FreeNAS collects metrics on itself using collectd. This is a nice program which does nothing but gather metrics, and gather them well. FreeNAS gathers basic metrics on itself - cpu, disk performance, disk space, network interfaces, memory, processes, swap, uptime, and ZFS stats, and logs it to RRD databases which can be accessed via the Reporting tab. However, as nice as that is, I much prefer the Graphite TSDB (time-series database) for storing and displaying metrics.
Previously, I was editing the collectd.conf directly, but since the collectd.conf is dynamically generated, and I'd have to add the same block of code each time that happened, I decided to move my additions to the collectd.conf into files stored on my zpool. I then just use the include directive added to the end of the native collectd.conf to call out those files. So, at this point, all I add to the native collectd.conf is this line:
Include "/mnt/sto/config/collectd/*.conf"
This makes my edits really easy, and allows me to create a script to check for it and fix it if necessary - more on that later.
In the /mnt/sto/config/collectd/ directory, I have several files - graphite.conf, hostname.conf, ntpd.conf, and ping.conf.

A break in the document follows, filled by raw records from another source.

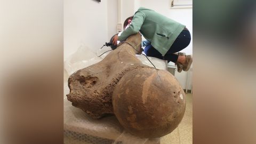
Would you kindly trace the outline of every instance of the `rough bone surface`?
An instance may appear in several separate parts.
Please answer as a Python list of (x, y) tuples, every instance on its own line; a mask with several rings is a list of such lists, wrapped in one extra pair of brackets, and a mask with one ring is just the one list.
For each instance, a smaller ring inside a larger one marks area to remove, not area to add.
[(113, 94), (115, 114), (131, 133), (163, 137), (173, 131), (185, 111), (184, 91), (166, 70), (142, 68), (128, 72)]
[(148, 67), (136, 58), (133, 48), (141, 47), (141, 35), (133, 35), (126, 42), (129, 44), (119, 45), (100, 62), (80, 69), (69, 77), (70, 93), (67, 96), (73, 106), (94, 118), (113, 114), (112, 93), (116, 84), (127, 71)]
[(68, 79), (68, 100), (94, 118), (115, 114), (131, 133), (162, 137), (180, 123), (186, 96), (166, 70), (143, 65), (135, 56), (141, 36), (130, 36), (101, 61), (79, 70)]

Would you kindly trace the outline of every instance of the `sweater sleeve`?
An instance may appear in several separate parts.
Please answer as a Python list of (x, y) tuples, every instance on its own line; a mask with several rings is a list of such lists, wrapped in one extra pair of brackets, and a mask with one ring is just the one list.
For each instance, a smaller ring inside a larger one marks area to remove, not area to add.
[(139, 11), (137, 12), (132, 19), (131, 25), (122, 33), (122, 34), (118, 37), (118, 41), (123, 41), (129, 36), (139, 32), (145, 17), (145, 14)]

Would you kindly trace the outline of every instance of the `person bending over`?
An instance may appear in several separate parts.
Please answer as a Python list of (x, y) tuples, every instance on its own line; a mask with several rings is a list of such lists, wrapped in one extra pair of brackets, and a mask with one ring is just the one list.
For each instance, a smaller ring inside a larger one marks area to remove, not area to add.
[(124, 41), (130, 35), (140, 31), (147, 41), (144, 52), (147, 56), (173, 62), (178, 71), (188, 71), (192, 63), (192, 55), (177, 53), (190, 43), (191, 36), (186, 26), (155, 11), (140, 7), (133, 16), (124, 23), (124, 30), (113, 37), (113, 43)]

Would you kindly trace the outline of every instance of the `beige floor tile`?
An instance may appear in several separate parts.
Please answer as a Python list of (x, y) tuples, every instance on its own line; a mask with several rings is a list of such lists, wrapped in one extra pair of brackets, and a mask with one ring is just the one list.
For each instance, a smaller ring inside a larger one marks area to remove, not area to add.
[(187, 106), (181, 122), (178, 127), (180, 144), (193, 143), (193, 101), (192, 94), (186, 94)]

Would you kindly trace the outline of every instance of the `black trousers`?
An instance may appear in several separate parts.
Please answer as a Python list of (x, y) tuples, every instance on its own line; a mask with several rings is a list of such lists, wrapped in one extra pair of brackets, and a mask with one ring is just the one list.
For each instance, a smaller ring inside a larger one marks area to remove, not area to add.
[(167, 60), (168, 62), (172, 61), (175, 63), (177, 61), (179, 56), (173, 53), (178, 52), (185, 49), (189, 44), (190, 41), (191, 36), (189, 31), (185, 29), (179, 35), (169, 50), (168, 50), (164, 57), (151, 44), (145, 47), (144, 49), (144, 53), (145, 53), (147, 56)]

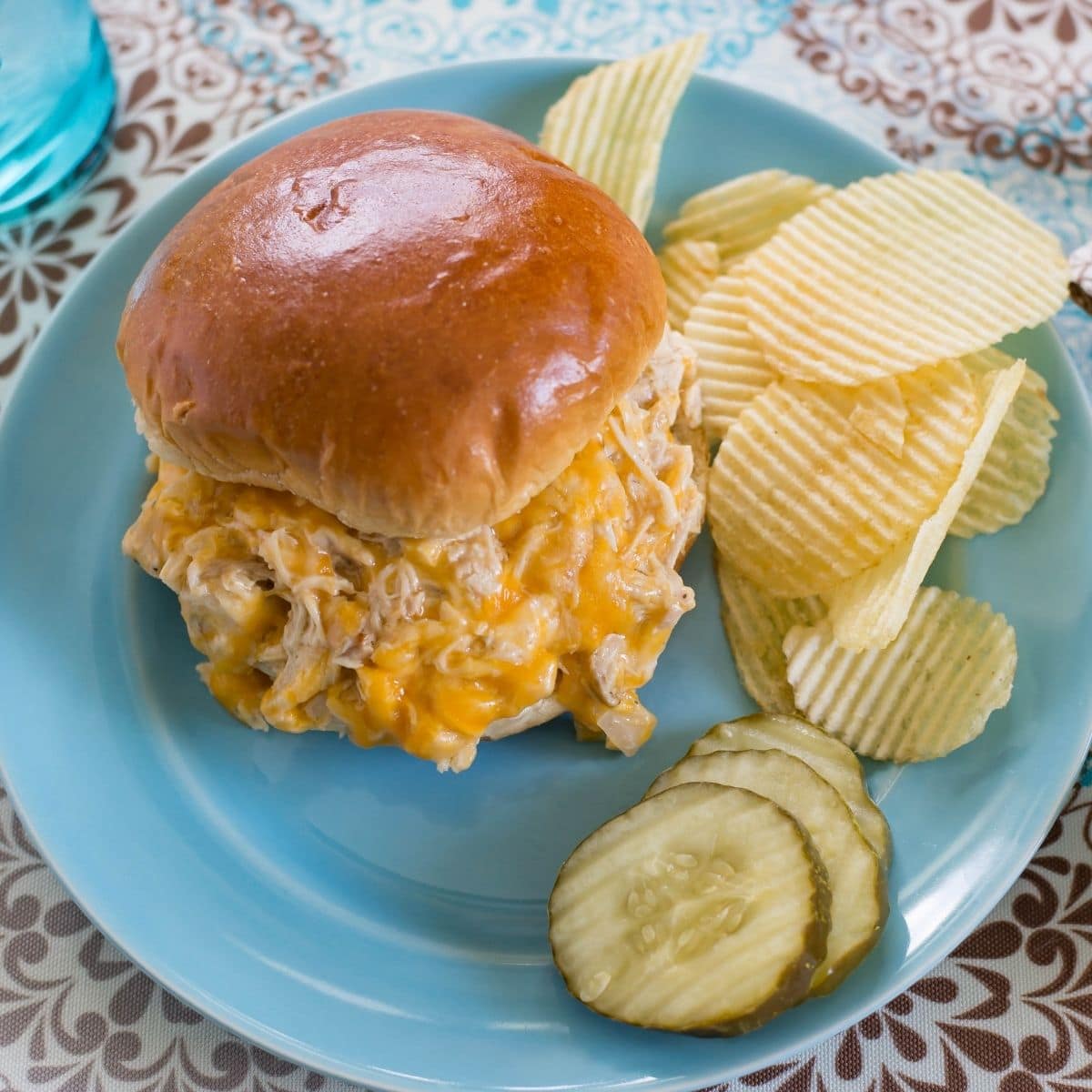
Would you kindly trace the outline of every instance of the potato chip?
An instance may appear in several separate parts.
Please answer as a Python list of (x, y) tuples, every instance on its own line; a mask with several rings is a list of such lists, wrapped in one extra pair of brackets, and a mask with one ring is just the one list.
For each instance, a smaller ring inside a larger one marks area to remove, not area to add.
[(1058, 240), (954, 171), (865, 178), (745, 262), (750, 327), (796, 379), (855, 384), (972, 353), (1066, 298)]
[(982, 470), (1023, 375), (1023, 360), (1014, 360), (1004, 371), (976, 377), (982, 420), (936, 512), (879, 565), (851, 577), (827, 595), (834, 640), (843, 648), (854, 652), (882, 649), (898, 637), (952, 520)]
[(606, 190), (644, 229), (660, 153), (707, 36), (601, 64), (549, 108), (539, 145)]
[(664, 247), (657, 257), (667, 287), (667, 321), (681, 333), (691, 308), (716, 280), (716, 244), (686, 239)]
[[(963, 357), (972, 371), (1004, 368), (1012, 357), (997, 349)], [(993, 447), (949, 534), (962, 538), (992, 534), (1019, 523), (1046, 491), (1051, 476), (1051, 444), (1058, 411), (1046, 393), (1046, 380), (1033, 369), (1023, 382), (997, 430)]]
[(873, 443), (892, 455), (902, 454), (906, 430), (906, 403), (893, 376), (874, 379), (857, 391), (857, 404), (850, 414), (850, 424)]
[(709, 519), (724, 557), (773, 595), (830, 591), (885, 558), (937, 510), (978, 425), (958, 361), (899, 378), (905, 441), (893, 455), (850, 422), (857, 391), (782, 380), (728, 430)]
[(724, 558), (716, 558), (721, 589), (721, 620), (732, 645), (744, 689), (759, 709), (795, 713), (782, 642), (794, 626), (810, 626), (827, 613), (822, 600), (778, 600), (753, 581), (740, 577)]
[(711, 239), (727, 265), (765, 242), (790, 216), (833, 192), (786, 170), (759, 170), (696, 193), (664, 228), (664, 238)]
[(719, 276), (690, 311), (682, 331), (698, 354), (705, 435), (719, 440), (744, 407), (779, 378), (747, 329), (740, 275)]
[(809, 720), (858, 755), (921, 762), (962, 747), (1008, 703), (1017, 639), (988, 604), (923, 587), (898, 638), (851, 652), (830, 622), (785, 637), (788, 681)]

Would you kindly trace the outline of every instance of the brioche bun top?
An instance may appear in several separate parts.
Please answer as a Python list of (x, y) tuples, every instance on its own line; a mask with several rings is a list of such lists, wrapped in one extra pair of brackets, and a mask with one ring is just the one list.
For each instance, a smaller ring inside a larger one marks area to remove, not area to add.
[(300, 133), (178, 223), (118, 354), (154, 451), (365, 533), (518, 511), (660, 341), (652, 251), (515, 133), (385, 110)]

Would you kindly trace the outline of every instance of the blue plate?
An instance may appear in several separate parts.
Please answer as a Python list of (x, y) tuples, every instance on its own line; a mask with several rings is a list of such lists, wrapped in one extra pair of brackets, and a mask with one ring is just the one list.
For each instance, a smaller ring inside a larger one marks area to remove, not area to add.
[[(949, 544), (936, 581), (1016, 626), (1012, 701), (976, 743), (869, 782), (891, 822), (892, 914), (841, 989), (738, 1040), (638, 1031), (565, 992), (546, 897), (589, 831), (717, 720), (746, 713), (708, 542), (630, 760), (561, 725), (482, 749), (459, 776), (332, 737), (261, 735), (198, 680), (174, 596), (119, 541), (147, 486), (114, 355), (130, 282), (215, 182), (293, 133), (357, 110), (456, 109), (530, 136), (590, 62), (511, 61), (339, 95), (233, 145), (128, 228), (38, 340), (0, 430), (3, 775), (92, 918), (175, 994), (268, 1049), (383, 1089), (692, 1089), (768, 1065), (909, 986), (1004, 895), (1089, 743), (1089, 410), (1049, 329), (1013, 340), (1063, 412), (1054, 476), (1020, 526)], [(897, 164), (816, 118), (711, 79), (687, 92), (654, 226), (760, 167), (843, 183)]]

The graphite.conf loads and defines the write_graphite plugin:
LoadPlugin write_graphite
<Plugin "write_graphite">
<Node "graphite">
Host "graphite.example.net"
Port "2003"
Protocol "tcp"
LogSendErrors true
Prefix "servers."
Postfix ""
StoreRates true
AlwaysAppendDS false
EscapeCharacter "_"
</Node>
</Plugin>
It's worth mentioning that some of the other TSDBs out there accept Graphite's native plain-text format, so this could be used with them just as well. Or, if you had another collectd host, you could use collectd's "network" plugin to send to those.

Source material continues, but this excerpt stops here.